CHICAGO — I’m able to make out a picket fence, a porch, a bramble grove, a tree with all its leaves, a river, a path. There are muted highlights, but everything is a shade of darkness. The black and white photographs I am looking at in the Art Institute of Chicago that are all created around Cleveland and Hudson, Ohio, are meant to represent the stations, the properties and areas said to have constituted stops along the Underground Railroad. They register as the visual records of someone able to see at night with a cat’s sight. But people generally don’t. The darkness must have been darker than how it is represented here. I suppose some runaway slaves would have been lost on the way, stumbling on animals endowed with teeth and venom, claw and night sight. Still, they ran away, because the circumstance they were leaving behind was so annihilating, they welcomed the risk.
There are two basic sleights of hand underlying this series of photographs by Dawoud Bey: one, that the landscape might have appeared like this to one fleeing a former master by way of the Underground Railroad in the well of night. I think of how I negotiate my own living space in the dark trying to find my way through the kitchen to the bathroom, and though this space is my own, I still sometimes get it painfully wrong.

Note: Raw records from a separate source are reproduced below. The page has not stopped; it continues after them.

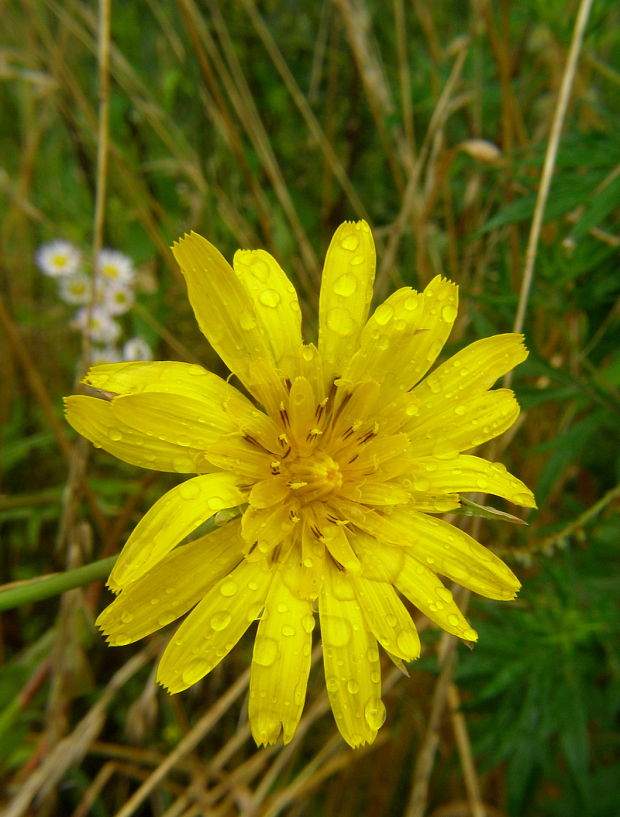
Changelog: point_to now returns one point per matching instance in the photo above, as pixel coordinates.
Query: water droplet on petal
(383, 314)
(228, 588)
(345, 285)
(221, 620)
(189, 489)
(372, 654)
(269, 298)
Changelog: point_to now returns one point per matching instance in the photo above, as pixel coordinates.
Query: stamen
(284, 416)
(347, 397)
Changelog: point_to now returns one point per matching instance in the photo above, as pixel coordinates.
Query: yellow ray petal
(280, 664)
(275, 305)
(213, 628)
(172, 587)
(375, 492)
(446, 550)
(387, 618)
(351, 661)
(174, 418)
(227, 407)
(459, 426)
(226, 315)
(474, 368)
(467, 473)
(173, 517)
(424, 589)
(93, 419)
(346, 292)
(403, 337)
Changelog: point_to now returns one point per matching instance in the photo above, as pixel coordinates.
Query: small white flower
(58, 258)
(137, 349)
(100, 326)
(117, 298)
(113, 265)
(105, 354)
(74, 289)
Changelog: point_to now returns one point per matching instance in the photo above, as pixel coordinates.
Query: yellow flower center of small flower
(313, 477)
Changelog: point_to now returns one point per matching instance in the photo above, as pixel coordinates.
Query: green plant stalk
(47, 586)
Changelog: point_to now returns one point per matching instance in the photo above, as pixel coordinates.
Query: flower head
(334, 469)
(58, 258)
(97, 322)
(114, 266)
(137, 349)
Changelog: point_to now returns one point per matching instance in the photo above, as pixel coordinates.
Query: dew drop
(374, 712)
(219, 621)
(444, 593)
(189, 489)
(383, 314)
(372, 654)
(345, 285)
(228, 588)
(266, 650)
(269, 298)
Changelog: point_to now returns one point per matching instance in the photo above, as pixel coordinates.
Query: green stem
(43, 588)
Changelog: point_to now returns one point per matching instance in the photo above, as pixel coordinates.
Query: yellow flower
(328, 473)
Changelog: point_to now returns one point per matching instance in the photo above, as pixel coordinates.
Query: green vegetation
(266, 125)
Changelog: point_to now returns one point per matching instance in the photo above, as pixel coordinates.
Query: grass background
(266, 125)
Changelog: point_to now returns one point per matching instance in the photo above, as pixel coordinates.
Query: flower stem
(19, 593)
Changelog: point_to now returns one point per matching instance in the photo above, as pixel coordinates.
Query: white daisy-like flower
(137, 349)
(101, 327)
(114, 266)
(105, 354)
(74, 289)
(58, 258)
(117, 298)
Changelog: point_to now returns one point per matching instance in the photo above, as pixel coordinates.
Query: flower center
(314, 477)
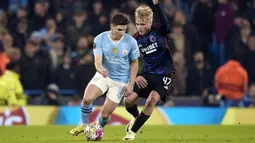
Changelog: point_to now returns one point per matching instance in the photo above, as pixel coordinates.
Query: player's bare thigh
(108, 107)
(96, 87)
(130, 100)
(91, 93)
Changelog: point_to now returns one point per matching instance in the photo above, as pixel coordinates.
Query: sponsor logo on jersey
(114, 50)
(152, 38)
(150, 49)
(124, 52)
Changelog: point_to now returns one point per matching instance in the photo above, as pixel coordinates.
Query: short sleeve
(97, 45)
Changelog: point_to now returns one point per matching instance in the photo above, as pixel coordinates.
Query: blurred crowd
(46, 45)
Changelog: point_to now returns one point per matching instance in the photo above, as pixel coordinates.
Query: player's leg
(95, 88)
(114, 96)
(108, 107)
(130, 104)
(144, 115)
(131, 107)
(90, 94)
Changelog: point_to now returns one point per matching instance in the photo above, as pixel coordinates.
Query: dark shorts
(159, 83)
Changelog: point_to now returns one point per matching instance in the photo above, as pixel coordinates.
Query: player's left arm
(133, 72)
(164, 24)
(133, 55)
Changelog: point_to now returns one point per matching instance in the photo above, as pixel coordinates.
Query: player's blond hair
(144, 12)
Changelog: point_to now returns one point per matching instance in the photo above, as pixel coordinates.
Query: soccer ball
(93, 132)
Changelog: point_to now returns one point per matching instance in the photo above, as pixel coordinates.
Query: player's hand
(155, 2)
(141, 82)
(128, 90)
(103, 72)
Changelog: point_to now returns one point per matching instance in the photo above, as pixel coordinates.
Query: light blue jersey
(116, 55)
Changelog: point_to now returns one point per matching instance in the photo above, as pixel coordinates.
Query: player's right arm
(98, 55)
(164, 24)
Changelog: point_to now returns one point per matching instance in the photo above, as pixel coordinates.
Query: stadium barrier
(49, 115)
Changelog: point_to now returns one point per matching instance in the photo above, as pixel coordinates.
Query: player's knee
(128, 102)
(87, 100)
(105, 115)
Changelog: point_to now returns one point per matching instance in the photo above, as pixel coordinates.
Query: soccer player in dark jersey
(154, 81)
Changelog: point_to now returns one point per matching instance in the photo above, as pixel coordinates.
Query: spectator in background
(97, 11)
(249, 58)
(101, 26)
(79, 27)
(86, 66)
(179, 84)
(56, 52)
(21, 34)
(82, 47)
(129, 6)
(34, 68)
(169, 9)
(3, 19)
(249, 98)
(16, 18)
(200, 76)
(64, 75)
(203, 19)
(231, 81)
(39, 18)
(61, 22)
(189, 30)
(51, 96)
(250, 13)
(12, 78)
(238, 44)
(8, 43)
(15, 54)
(48, 33)
(224, 20)
(4, 59)
(232, 32)
(181, 43)
(6, 97)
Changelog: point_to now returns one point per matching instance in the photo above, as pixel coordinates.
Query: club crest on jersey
(124, 52)
(114, 50)
(152, 38)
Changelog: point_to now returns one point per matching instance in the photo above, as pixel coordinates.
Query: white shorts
(115, 89)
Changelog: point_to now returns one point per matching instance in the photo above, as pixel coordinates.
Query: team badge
(114, 50)
(152, 38)
(124, 52)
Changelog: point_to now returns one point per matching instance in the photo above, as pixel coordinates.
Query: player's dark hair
(119, 19)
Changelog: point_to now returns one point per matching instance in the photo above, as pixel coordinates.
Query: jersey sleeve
(164, 24)
(134, 53)
(97, 45)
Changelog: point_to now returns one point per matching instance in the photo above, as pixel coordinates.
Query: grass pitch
(148, 134)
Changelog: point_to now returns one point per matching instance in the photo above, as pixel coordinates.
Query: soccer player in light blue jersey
(116, 60)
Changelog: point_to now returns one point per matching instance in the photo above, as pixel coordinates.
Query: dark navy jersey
(154, 47)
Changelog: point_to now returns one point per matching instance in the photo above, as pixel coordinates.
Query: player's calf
(147, 111)
(130, 104)
(151, 103)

The second trick is that these are not really images of the territory that was traversed by escaping slaves. It’s an approximation made by Bey who wants to evoke that clandestine, dangerous, almost mystical journey undertaken by US slaves who were using the hooded cape of night to steal back their selves from someone who had no right to claim ownership of that self in the first place. This is all imagined. But the act of escaping one’s enslavement is also an act of imagination — to envision what it might be like to not live in fear, to presuppose having one’s will have meaning in the world.
Bey’s invented images of that passage, expressed in huge, engulfing, exquisitely made black-and-white prints for the exhibition Night Coming Tenderly, Black mean to alter the ways the viewer might think about the night. Most viewers will likely know the night — how it conceals acts of appalling violence, provides a space to work out carnal desire, is the means for escape. Bey makes it apparent that the night is all these things in one: a membrane a person might run, walk, or crawl through, to get to some other side.

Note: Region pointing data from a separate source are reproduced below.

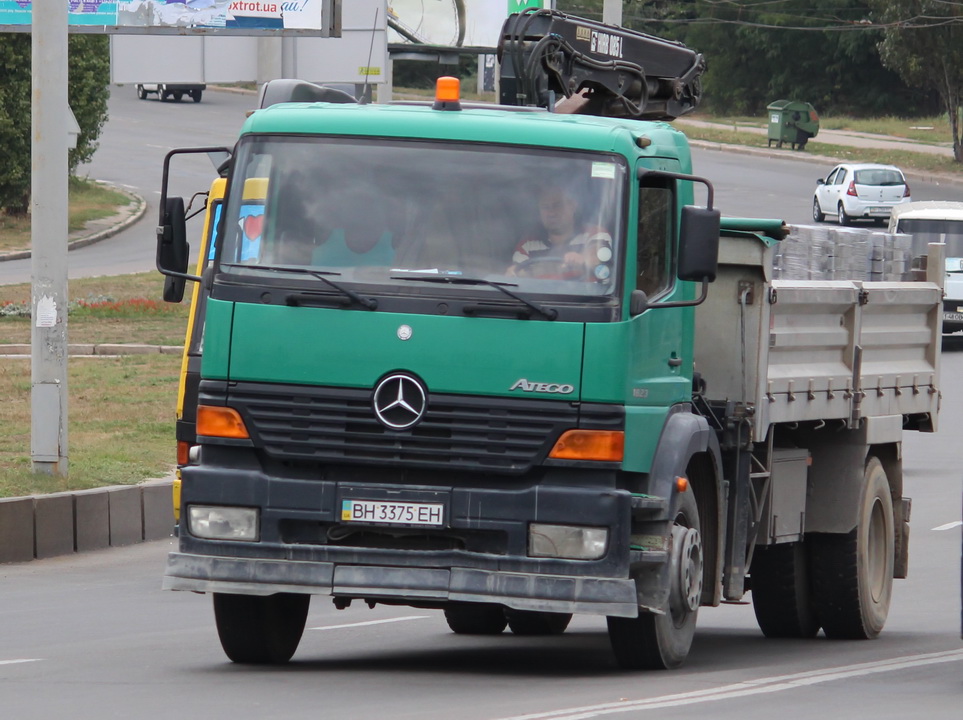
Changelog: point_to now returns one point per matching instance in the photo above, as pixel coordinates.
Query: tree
(88, 59)
(923, 42)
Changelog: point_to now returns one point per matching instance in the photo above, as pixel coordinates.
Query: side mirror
(638, 302)
(173, 250)
(699, 244)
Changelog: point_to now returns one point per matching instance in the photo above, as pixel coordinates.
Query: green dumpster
(793, 122)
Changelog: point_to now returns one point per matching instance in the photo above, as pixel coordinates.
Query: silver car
(855, 191)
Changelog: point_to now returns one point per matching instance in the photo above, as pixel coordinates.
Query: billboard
(186, 16)
(452, 23)
(359, 55)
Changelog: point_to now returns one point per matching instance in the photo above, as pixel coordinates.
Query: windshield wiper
(294, 298)
(547, 313)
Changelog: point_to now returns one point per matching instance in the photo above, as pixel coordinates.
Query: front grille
(339, 425)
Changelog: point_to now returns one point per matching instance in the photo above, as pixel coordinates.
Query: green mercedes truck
(496, 361)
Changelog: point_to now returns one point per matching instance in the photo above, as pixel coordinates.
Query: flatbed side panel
(813, 329)
(900, 335)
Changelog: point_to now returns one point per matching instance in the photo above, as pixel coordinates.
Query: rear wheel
(527, 622)
(853, 573)
(260, 630)
(655, 642)
(818, 214)
(781, 595)
(475, 618)
(841, 215)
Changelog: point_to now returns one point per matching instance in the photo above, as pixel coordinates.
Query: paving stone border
(43, 526)
(113, 349)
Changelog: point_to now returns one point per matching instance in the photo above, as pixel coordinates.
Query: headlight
(222, 523)
(567, 541)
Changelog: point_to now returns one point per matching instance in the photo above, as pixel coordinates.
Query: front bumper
(522, 591)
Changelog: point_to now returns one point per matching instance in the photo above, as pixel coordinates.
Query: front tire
(818, 214)
(260, 630)
(657, 642)
(853, 573)
(781, 594)
(475, 618)
(841, 217)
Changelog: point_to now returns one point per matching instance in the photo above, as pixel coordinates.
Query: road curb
(99, 349)
(44, 526)
(97, 230)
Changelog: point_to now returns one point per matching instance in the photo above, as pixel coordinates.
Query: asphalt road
(93, 636)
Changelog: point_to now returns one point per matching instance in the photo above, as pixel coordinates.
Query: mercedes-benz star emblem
(399, 401)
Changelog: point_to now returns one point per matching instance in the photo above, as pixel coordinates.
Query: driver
(563, 247)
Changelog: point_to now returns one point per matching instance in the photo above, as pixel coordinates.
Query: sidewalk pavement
(44, 526)
(48, 525)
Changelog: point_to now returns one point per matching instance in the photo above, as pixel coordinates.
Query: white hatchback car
(855, 191)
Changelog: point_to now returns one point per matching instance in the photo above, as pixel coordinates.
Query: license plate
(393, 513)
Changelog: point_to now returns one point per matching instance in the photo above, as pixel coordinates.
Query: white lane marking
(949, 526)
(745, 689)
(371, 622)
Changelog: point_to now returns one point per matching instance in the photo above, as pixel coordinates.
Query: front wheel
(853, 573)
(818, 214)
(656, 642)
(841, 217)
(260, 630)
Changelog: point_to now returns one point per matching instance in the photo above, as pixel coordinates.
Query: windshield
(395, 216)
(929, 231)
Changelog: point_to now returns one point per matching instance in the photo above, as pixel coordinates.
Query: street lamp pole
(48, 235)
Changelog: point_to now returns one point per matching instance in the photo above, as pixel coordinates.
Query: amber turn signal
(447, 94)
(600, 445)
(216, 421)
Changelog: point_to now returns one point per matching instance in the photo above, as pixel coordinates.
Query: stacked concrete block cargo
(815, 252)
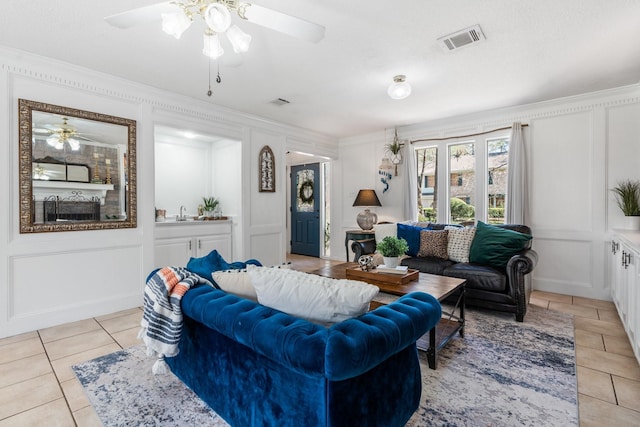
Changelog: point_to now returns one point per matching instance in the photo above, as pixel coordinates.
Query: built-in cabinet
(625, 283)
(176, 242)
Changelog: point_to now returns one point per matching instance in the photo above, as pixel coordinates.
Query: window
(427, 176)
(462, 188)
(497, 170)
(474, 187)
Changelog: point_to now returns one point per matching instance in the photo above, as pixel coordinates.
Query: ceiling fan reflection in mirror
(177, 16)
(57, 135)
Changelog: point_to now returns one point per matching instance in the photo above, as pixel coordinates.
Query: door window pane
(462, 185)
(305, 197)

One can read this journey as a narrative. Outside the exhibition proper there is a wall with several other artists in the Art Institute’s collection that Bey has gathered to give his own work scope and context, and perhaps a sense of story. I recognize that some of these images might represent the before: images of a slave’s back, gnarled and branched with scar tissue used in the work of Carrie Mae Weems. And there are several that might constitute the after: There is a photograph of Frederick Douglass, a man who became a public intellectual and world traveler and came to exemplify the promise of all Black people who escaped bondage. There is an image by Danny Lyon of another civil rights warrior, John Lewis, kneeling and praying in protest at a segregated pool in Cairo, Illinois. It occurs to me that an image of a Black man peering out of a partially lifted up manhole cover (which has been used for the cover of Ralph Ellison’s Invisible Man) can signify Black people who are emancipated legally, but still marginalized socially. There is also an image of a lynched body hanging from a tree. That too, occurred with barbaric frequency after Black people won their liberation. Finally, there is an image of three figures on a bucolic road the winds into the distance through a middle-class housing subdivision, manicured and serene. That too is what Black folks have hoped for and worked toward as we pick our way through various kinds of night.
The subtle supposition of Night Coming Tenderly is also that the night won’t go on forever, that the runaway slave will reach the dawn in a new place. Night will come to an end. Then the work of reinventing the self will begin again, having had its start in thoughts of the dawn one has to believe would come. Dawoud Bey, born David Edward Smikle, knows this intimately. What gives us a new day — if these days come at all — is the real, felt potential of finding what exists in ourselves to do and be, and having the opportunity to make that self known in the world.